Het eerste aspect is de neiging tot zelfverwezenlijking (self-actualizing tendency). De neiging tot zelfverwezenlijking ligt in de natuur van de mens en geeft de mens de drang om zichzelf te ontwikkelen en te ontplooien. Bij dit proces hebben het individu en de omgeving een grote invloed. Het gaat hierbij om gedachten en gevoelens die het individu over zichzelf heeft en over de omgeving.

Ten tweede bij de subjectieve waarneming gaat het er om hoe de persoon de werkelijkheid van zichzelf en zijn omgeving ervaart. Dit wordt ook wel percipiëren genoemd.

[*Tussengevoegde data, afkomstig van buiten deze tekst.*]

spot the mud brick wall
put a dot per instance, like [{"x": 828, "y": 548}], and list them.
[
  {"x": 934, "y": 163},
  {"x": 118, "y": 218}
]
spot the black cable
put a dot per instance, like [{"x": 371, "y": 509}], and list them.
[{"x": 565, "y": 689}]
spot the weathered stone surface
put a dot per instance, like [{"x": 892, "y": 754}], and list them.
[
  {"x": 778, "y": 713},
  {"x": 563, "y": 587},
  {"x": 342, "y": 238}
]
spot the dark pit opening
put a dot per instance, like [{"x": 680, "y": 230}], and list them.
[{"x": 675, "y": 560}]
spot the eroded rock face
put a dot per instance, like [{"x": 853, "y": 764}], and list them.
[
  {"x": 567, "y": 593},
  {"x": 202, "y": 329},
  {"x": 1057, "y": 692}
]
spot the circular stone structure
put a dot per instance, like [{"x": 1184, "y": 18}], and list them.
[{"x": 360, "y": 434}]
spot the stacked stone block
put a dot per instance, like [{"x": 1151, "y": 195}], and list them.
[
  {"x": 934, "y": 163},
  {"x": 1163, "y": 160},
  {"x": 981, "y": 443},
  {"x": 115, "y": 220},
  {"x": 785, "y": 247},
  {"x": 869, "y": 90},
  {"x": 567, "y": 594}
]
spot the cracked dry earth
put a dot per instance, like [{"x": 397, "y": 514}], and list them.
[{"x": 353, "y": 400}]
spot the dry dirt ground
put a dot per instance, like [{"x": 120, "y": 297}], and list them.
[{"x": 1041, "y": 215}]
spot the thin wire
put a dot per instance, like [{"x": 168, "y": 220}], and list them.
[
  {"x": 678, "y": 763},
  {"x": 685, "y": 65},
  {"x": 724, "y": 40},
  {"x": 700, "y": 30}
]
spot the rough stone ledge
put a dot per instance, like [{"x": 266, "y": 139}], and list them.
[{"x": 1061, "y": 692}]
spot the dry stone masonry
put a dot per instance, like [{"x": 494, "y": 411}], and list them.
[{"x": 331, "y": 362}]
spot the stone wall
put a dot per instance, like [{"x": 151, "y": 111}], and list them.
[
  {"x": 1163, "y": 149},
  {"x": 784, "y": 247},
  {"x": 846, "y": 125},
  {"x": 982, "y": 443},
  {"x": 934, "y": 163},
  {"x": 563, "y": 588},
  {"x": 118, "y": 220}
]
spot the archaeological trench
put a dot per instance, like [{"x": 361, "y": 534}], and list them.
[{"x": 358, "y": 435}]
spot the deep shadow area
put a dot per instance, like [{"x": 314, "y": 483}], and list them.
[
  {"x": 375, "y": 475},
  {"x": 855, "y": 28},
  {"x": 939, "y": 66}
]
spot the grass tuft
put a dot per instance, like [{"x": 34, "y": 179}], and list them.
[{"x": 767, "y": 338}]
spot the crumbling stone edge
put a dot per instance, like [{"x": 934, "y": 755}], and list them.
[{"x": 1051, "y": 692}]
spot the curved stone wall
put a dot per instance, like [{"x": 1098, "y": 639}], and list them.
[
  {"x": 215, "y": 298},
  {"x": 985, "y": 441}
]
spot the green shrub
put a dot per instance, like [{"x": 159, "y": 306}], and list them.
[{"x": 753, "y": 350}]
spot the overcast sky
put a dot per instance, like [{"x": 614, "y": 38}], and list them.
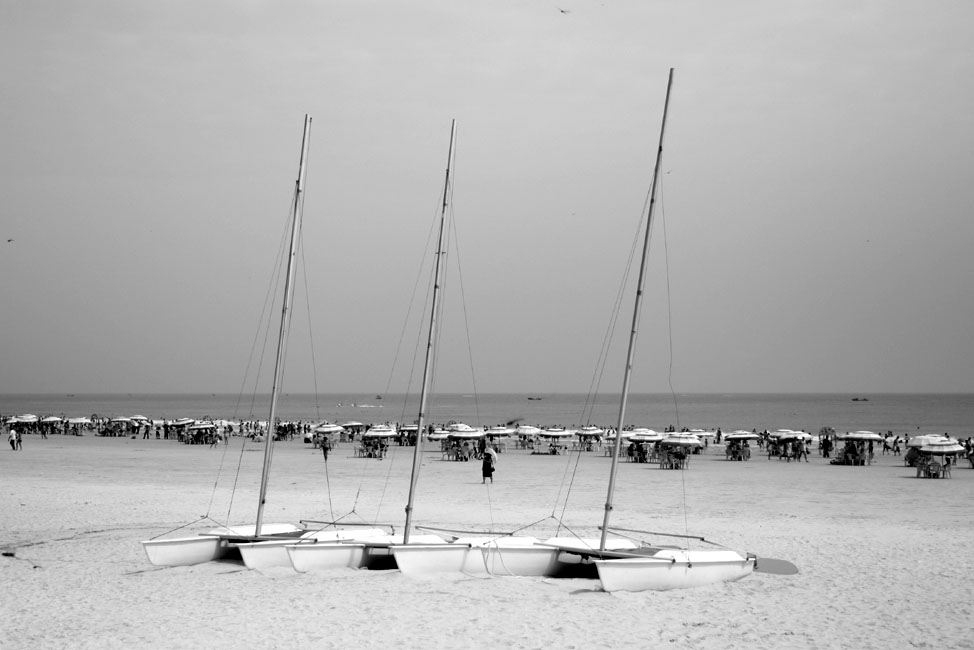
[{"x": 817, "y": 197}]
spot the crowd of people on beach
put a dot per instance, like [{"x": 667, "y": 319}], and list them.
[{"x": 784, "y": 445}]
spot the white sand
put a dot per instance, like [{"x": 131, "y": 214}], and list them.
[{"x": 886, "y": 559}]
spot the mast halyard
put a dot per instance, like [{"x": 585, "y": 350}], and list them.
[
  {"x": 285, "y": 320},
  {"x": 431, "y": 340},
  {"x": 617, "y": 446}
]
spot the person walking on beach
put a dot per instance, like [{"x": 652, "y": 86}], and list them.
[{"x": 487, "y": 468}]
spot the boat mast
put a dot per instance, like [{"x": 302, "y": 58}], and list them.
[
  {"x": 617, "y": 447},
  {"x": 285, "y": 319},
  {"x": 430, "y": 343}
]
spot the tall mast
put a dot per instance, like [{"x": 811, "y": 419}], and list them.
[
  {"x": 430, "y": 343},
  {"x": 617, "y": 447},
  {"x": 285, "y": 319}
]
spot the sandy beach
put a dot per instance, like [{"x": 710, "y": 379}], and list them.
[{"x": 885, "y": 558}]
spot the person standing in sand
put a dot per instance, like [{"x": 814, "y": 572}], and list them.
[{"x": 487, "y": 468}]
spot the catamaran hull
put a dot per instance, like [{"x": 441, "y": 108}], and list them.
[
  {"x": 325, "y": 556},
  {"x": 513, "y": 561},
  {"x": 429, "y": 559},
  {"x": 185, "y": 551},
  {"x": 266, "y": 554},
  {"x": 500, "y": 557},
  {"x": 673, "y": 570}
]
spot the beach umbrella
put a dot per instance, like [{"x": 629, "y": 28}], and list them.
[
  {"x": 466, "y": 435},
  {"x": 643, "y": 435},
  {"x": 380, "y": 433},
  {"x": 682, "y": 440},
  {"x": 920, "y": 441},
  {"x": 943, "y": 447},
  {"x": 742, "y": 435},
  {"x": 866, "y": 436}
]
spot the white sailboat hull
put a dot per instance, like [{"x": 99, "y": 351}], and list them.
[
  {"x": 185, "y": 551},
  {"x": 206, "y": 547},
  {"x": 525, "y": 561},
  {"x": 502, "y": 556},
  {"x": 430, "y": 559},
  {"x": 274, "y": 553},
  {"x": 673, "y": 569},
  {"x": 324, "y": 556}
]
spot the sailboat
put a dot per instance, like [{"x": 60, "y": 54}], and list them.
[
  {"x": 380, "y": 550},
  {"x": 223, "y": 542},
  {"x": 648, "y": 567},
  {"x": 480, "y": 553}
]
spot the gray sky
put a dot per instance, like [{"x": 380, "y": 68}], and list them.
[{"x": 817, "y": 198}]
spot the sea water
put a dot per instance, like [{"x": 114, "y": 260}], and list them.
[{"x": 904, "y": 414}]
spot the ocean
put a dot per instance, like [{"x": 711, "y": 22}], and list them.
[{"x": 909, "y": 414}]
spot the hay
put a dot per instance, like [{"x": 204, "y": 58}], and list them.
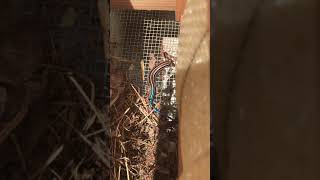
[{"x": 134, "y": 137}]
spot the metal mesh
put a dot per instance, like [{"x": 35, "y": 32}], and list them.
[{"x": 134, "y": 35}]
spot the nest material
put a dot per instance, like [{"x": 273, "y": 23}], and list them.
[{"x": 134, "y": 137}]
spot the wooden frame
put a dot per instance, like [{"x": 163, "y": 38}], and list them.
[{"x": 162, "y": 5}]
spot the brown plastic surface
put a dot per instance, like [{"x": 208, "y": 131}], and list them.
[{"x": 193, "y": 92}]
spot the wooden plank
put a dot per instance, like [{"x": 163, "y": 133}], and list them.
[
  {"x": 180, "y": 5},
  {"x": 164, "y": 5}
]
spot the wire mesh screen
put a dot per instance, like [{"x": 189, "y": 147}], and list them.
[{"x": 134, "y": 36}]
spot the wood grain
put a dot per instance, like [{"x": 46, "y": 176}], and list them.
[{"x": 166, "y": 5}]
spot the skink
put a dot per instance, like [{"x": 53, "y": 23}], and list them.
[{"x": 169, "y": 60}]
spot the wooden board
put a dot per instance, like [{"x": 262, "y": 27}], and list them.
[{"x": 180, "y": 5}]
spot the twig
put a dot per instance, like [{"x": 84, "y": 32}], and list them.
[
  {"x": 51, "y": 158},
  {"x": 92, "y": 106}
]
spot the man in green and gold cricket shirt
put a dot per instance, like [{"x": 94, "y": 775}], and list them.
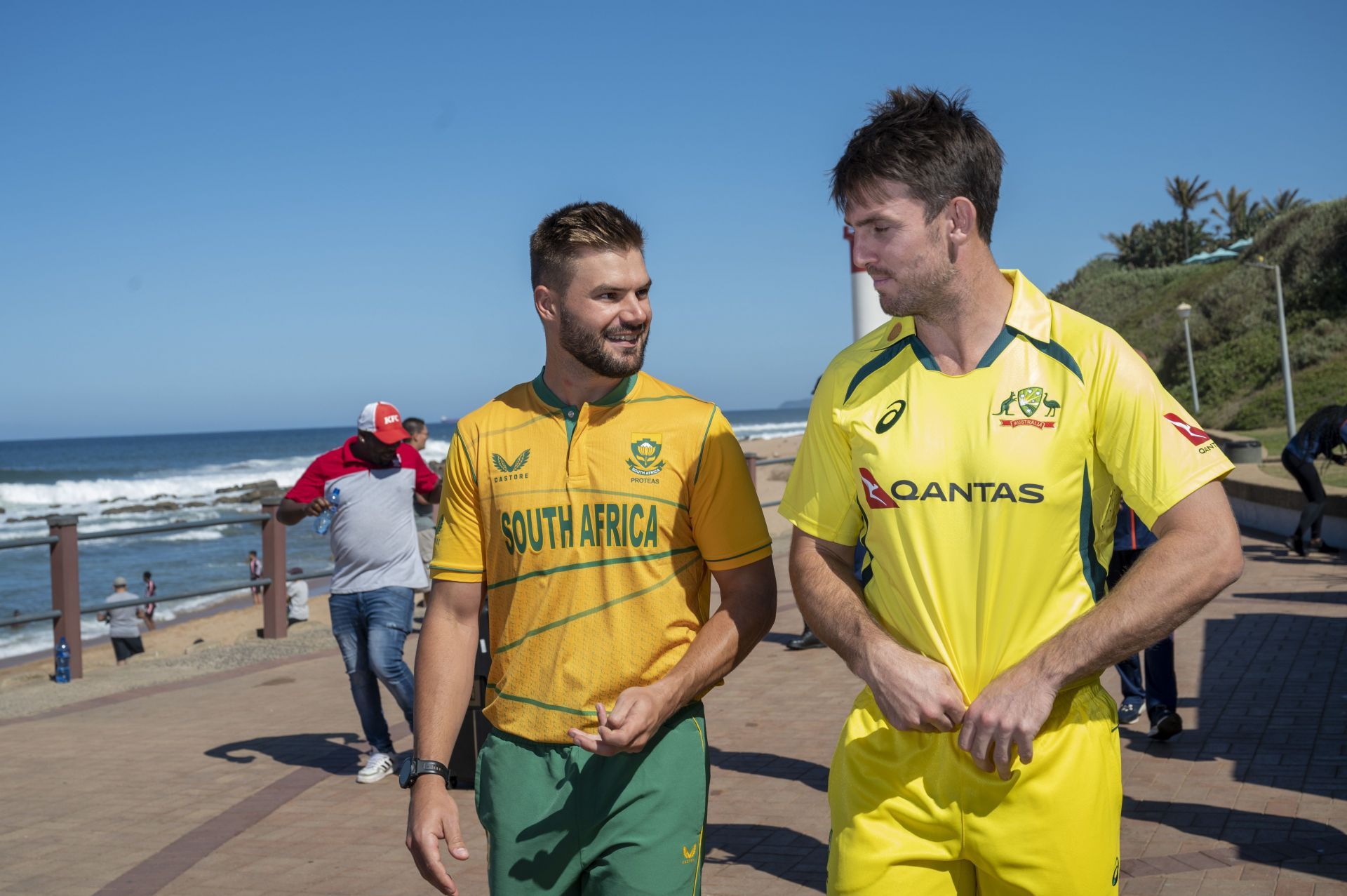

Ten derde wordt er bij het persoonlijk waarderingsproces een combinatie gemaakt tussen zelfverwezenlijking en subjectieve waarneming. Het gaat hierbij om een ontwikkeling waarbij ervaringen worden getoetst die bijdragen aan de zelfverwezenlijking. Die zowel positief als negatief kunnen worden beschouwd. Het individu zal positieve ervaringen opzoeken en de negatieve proberen te vermijden. Tot slot zal de zelfverwezenlijking leiden tot een samenhangend zelfbeeld. Hiermee wordt bedoeld dat het individu zich onafhankelijk en los ziet van andere mensen. (Van der Molen e.a., 1997)

Rogers richtte zich ook op het zelfbeeld en het ideaalbeeld. Het zelfbeeld is hoe men zichzelf ziet en het ideaalbeeld is hoe men zou willen zijn. Wanneer er een kloof ontstaat tussen het zelfbeeld en het ideaalbeeld, dan ervaren we dit als incongruentie.

“Veel mensen hebben een zelfbeeld dat niet overeen komt met hun ideaalbeeld, maar het verschil is groter naar mate men zichzelf minder accepteert”. (Glassman, 2002)

De omgeving heeft een grote invloed op het vormen van dit ideaalbeeld. Deze invloed wordt uitgeoefend door het waarderen van het individu. Het is daarom van belang dat het individu onvoorwaardelijk gewaardeerd (geaccepteerd) wordt door de omgeving. Als er niet voldoende positieve waardering vanuit de omgeving komt, dan kunnen er bij het individu dilemma´s ontstaan. “Hij kan kiezen voor gedrag dat hoort bij de eigen, authentieke zelfverwezenlijking, maar verliest dan de liefde en waardering van anderen. Een andere mogelijkheid is dat hij ervoor kiest zich aan te passen aan de voorwaarden die anderen stellen. Hij wint dan de daarmee verbonden liefde en waardering, maar dit gaat ten koste van de authentieke zelfverwezenlijking”. Dit kan tot gevolg hebben dat het individu spanning heeft en zich onzeker voelt. (Van der Molen e.a., 1997)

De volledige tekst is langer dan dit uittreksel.